You'll get a whole bunch of different thread ID's with the same runspace. Also occasionally some other evidence of state corruption like "Global scope cannot be removed" errors (note this is on Windows too, I'm guessing your Windows machine just has hardware that makes the race conditions less frequently hit).

That's a long winded way of saying it's basically a dupe of #4003. Though a significantly more likely to happen in the wild repro.

/cc @PaulHigin @daxian-dbw

A possible "solution" is to try to block PowerShell classes from being carried over. Sort of like how script blocks currently work.

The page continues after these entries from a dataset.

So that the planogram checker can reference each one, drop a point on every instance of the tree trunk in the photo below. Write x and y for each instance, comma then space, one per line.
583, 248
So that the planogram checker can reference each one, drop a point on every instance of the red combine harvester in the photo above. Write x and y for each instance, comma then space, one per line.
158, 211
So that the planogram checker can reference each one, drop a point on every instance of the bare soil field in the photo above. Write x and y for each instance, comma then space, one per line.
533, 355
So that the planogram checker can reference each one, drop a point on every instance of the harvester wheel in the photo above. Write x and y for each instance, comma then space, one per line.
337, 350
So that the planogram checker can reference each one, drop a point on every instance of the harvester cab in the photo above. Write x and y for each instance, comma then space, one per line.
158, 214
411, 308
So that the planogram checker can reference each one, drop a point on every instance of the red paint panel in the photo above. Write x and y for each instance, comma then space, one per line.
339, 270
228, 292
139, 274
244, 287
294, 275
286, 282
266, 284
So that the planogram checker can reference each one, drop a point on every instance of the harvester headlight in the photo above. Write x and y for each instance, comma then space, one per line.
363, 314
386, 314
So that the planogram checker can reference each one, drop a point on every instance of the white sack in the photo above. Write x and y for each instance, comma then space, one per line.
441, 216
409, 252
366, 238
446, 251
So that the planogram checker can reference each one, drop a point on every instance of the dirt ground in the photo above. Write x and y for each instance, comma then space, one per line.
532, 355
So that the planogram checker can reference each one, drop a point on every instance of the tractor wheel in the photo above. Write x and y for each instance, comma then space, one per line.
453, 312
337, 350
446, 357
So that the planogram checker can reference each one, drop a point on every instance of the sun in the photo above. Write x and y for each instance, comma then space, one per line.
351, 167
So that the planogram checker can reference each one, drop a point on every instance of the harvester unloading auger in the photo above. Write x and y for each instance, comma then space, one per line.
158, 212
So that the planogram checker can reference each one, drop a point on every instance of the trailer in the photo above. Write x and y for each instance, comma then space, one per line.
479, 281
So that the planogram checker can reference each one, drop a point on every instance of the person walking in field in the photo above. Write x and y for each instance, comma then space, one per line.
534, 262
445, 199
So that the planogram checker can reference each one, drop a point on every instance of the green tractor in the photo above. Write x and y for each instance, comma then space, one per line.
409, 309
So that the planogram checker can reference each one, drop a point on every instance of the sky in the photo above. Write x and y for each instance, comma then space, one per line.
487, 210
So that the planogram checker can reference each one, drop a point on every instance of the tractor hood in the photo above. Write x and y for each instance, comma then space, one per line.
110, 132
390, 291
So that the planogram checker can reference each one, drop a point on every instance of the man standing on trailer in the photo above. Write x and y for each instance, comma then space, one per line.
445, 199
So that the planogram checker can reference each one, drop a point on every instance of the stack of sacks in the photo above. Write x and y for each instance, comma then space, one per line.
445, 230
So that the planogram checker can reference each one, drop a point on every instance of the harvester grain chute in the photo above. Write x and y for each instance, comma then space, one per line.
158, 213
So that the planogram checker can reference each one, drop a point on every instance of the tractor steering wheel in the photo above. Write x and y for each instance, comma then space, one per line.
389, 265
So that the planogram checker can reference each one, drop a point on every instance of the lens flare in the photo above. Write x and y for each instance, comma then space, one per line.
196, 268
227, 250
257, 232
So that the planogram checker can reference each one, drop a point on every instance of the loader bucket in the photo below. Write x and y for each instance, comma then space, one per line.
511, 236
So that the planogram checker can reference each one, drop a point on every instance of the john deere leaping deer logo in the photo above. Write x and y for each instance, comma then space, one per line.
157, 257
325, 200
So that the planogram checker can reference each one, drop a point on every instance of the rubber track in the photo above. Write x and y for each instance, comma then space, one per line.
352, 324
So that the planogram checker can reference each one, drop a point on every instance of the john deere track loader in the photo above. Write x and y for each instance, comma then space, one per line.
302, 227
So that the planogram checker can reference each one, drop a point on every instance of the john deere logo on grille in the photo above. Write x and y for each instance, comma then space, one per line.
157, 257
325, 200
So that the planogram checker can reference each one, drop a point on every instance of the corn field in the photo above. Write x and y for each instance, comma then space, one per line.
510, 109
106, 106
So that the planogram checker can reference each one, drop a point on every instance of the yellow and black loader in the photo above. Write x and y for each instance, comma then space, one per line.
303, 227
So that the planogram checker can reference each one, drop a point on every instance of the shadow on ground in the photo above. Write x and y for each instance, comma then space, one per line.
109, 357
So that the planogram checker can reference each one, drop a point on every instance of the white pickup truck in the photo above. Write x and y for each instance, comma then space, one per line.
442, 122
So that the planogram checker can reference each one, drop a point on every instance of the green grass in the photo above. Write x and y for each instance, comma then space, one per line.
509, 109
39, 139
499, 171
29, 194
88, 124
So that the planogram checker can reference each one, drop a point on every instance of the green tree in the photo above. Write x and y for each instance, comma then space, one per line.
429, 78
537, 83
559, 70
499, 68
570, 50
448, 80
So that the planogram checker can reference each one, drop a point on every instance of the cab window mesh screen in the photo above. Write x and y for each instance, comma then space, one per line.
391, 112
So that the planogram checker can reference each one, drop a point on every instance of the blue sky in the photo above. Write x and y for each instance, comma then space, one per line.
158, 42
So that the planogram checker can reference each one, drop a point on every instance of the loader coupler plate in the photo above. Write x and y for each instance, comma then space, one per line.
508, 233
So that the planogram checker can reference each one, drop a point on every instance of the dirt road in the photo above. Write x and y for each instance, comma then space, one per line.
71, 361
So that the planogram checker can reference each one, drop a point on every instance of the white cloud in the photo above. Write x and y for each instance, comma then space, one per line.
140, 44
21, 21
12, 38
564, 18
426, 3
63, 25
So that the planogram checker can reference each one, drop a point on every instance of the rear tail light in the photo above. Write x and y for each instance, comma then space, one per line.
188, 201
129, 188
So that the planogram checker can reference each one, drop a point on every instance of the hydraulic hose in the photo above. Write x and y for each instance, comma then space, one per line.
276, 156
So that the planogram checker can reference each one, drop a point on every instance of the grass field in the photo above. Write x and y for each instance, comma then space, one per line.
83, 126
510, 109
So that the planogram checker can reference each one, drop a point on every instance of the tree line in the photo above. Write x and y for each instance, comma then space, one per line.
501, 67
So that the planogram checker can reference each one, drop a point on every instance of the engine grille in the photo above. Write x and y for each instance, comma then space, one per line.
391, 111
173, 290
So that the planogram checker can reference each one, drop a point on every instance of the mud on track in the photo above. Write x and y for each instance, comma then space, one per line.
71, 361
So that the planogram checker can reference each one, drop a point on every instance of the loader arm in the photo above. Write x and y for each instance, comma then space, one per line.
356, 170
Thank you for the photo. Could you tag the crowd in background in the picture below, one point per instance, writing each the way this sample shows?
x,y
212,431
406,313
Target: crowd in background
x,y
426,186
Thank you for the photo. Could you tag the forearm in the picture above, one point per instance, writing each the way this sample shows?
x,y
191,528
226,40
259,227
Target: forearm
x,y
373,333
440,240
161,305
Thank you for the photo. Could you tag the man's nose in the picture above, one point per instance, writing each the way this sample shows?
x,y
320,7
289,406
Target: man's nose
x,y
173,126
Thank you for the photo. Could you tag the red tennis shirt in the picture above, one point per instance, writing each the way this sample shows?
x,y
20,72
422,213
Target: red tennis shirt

If #4003 was fixed, this would just dead lock. Personally I'd prefer if runspace affinity was just removed from classes but I understand it's next to impossible to know the impact of a change like that. Something should probably be done though, many folks are going to turn to classes as a way to "get around" the script block problem. It might even appear to work for awhile.

Thanks for the detailed analysis, @SeeminglyScience.

If removing runspace affinity is too risky, perhaps another option is to simply _recreate_ classes in the target runspace, similar to what is already being discussed for script blocks - #12378 - and in line with making the planned opt-in for transferring runspace state comprehensive - #12240.

I mean doing that would already be effectively removing runspace affinity anyway -- you'd just be binding their affinity to the new runspace. It would be largely indistinguishable from always having the code execute in whichever thread it's called and just looking for the default runspace for that thread. More or less about the same there, I'd guess.

Just straight up recreating it is a little sketchy though because you'd lose state from static properties. Property accessors don't (currently) invoke any PowerShell so they aren't subject to the same problems necessarily. Not that you should use them for state sharing in all your threads, but more that it would be confusing if it "appeared" to be gone randomly. Also recreating the classes would create a lot of confusion around type identity.

While disallowing cross-thread class use is definitely the safest option, it also takes away potentially useful functionality.

Given the "less solid" nature of PowerShell classes my guess is that loss of type identity would be less of an issue - it's a case where documenting the issue may suffice (just as users will have to understand that script blocks that are recreated in a different thread no longer form closures around the original runspace's variables, if any); the .FullName properties will be identical, but -is and -as won't work (perhaps a little white lie could fix that)?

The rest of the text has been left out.